RE: Sync'ing triplestores

If you're maintaining the context of triples, it seems you have as much of
an aggregation and consistency problem as you do a merge problem. I.e. you
would surely have to merge the triples from a changed context with the
triples of its older self, but then you'd have to be concerned with the
consistency of the aggregation of all contexts. If the introduction of a
newly merged context makes things go nuts/inconsistent, you'd want to
quarantine that context or manually resolve the inconsistency, or....

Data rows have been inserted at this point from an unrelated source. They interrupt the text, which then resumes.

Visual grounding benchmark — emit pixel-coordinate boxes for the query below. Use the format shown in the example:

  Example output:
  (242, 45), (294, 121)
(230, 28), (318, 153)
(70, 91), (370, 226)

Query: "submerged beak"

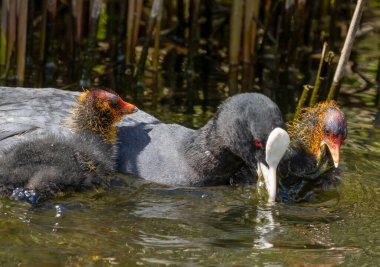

So you might have a scenario like:

- each source publishes URIs of available contexts (corresponding to CBD,
docs, or even triples - doesn't matter as long as it is consistent for that
source over time) and some way of returning the triples for that context
(context could just be a url from which you can retrieve the triples for
that context)
- each source has some way of indicating changed contexts (pushed via rss,
pulled via sparql query, etc).
- a consumer of the source would get a new copy of any changed contexts and
merge with its older version (doing a lean merge to avoid bnode buildup); if
contexts correspond to small enough chunks, it'd be easier to just skip a
delta encoding.
- if the database is inconsistent after the context has been updated, pull
that context from the mix (until inconsistency can be resolved)
- presumably a consumer would have an editable local source as well (which
would also likely be the thing that was syndicated to other consumers rather
than the aggregation)

Geoff

> -----Original Message-----
> From: semantic-web-request@w3.org [mailto:semantic-web-request@w3.org] On
> Behalf Of Joshua Allen
> Sent: Sunday, February 06, 2005 2:50 PM
> To: Danny Ayers; semantic-web@w3.org
> Subject: RE: Sync'ing triplestores
> 
> 
> > > I've not had a proper search yet, but was wondering if anyone had
> any
> > > pointers to approaches/algorithms for keeping separate triplestores
> in
> > > sync. Ideally between different implementations - e.g. Jena +
> Redland.
> >
> > Sorry, that wasn't very clear - by sync I mean having (potentially
> > big) models replicated at remote locations.
> 
> I haven't found any good comprehensive prior art, but I have been
> thinking about this a lot lately.  The general problem is merging models
> (since if the models are disjoint, you don't have an issue).  And to
> merge triples, you have to be able to tell whether two triples are
> duplicates (or one is meant to replace the other), or are indeed
> intended to be separate assertions.
> 
> If you merged only unique s,p,o combination, you could not handle
> deletes or updates.  But without using s,p,o as composite key, you need
> some other way to identify a triple -- a "context".  Each store could
> presumably store a URI identifying the source context for each triple,
> but the context identifier would have to be able to flow through all
> stores (it couldn't be store-specific scheme).  And the manner in which
> you treat context URI would have to be consistent across all stores.
> For example, if you have one context URI for a single document
> containing a hundred triples, what happens when you update a single
> triple?  You need a way to identify that that single triple should be
> deleted from the original context and added to a different one.  Even in
> the simple case (a single change results in the old context being
> deleted entirely and replaced with new context) you need a way to
> communicate deletion from one store to another.  So I am having a hard
> time envisioning true model merging without some sort of delta encoding
> syntax that is standardized.

Received on Tuesday, 8 February 2005 20:17:57 UTC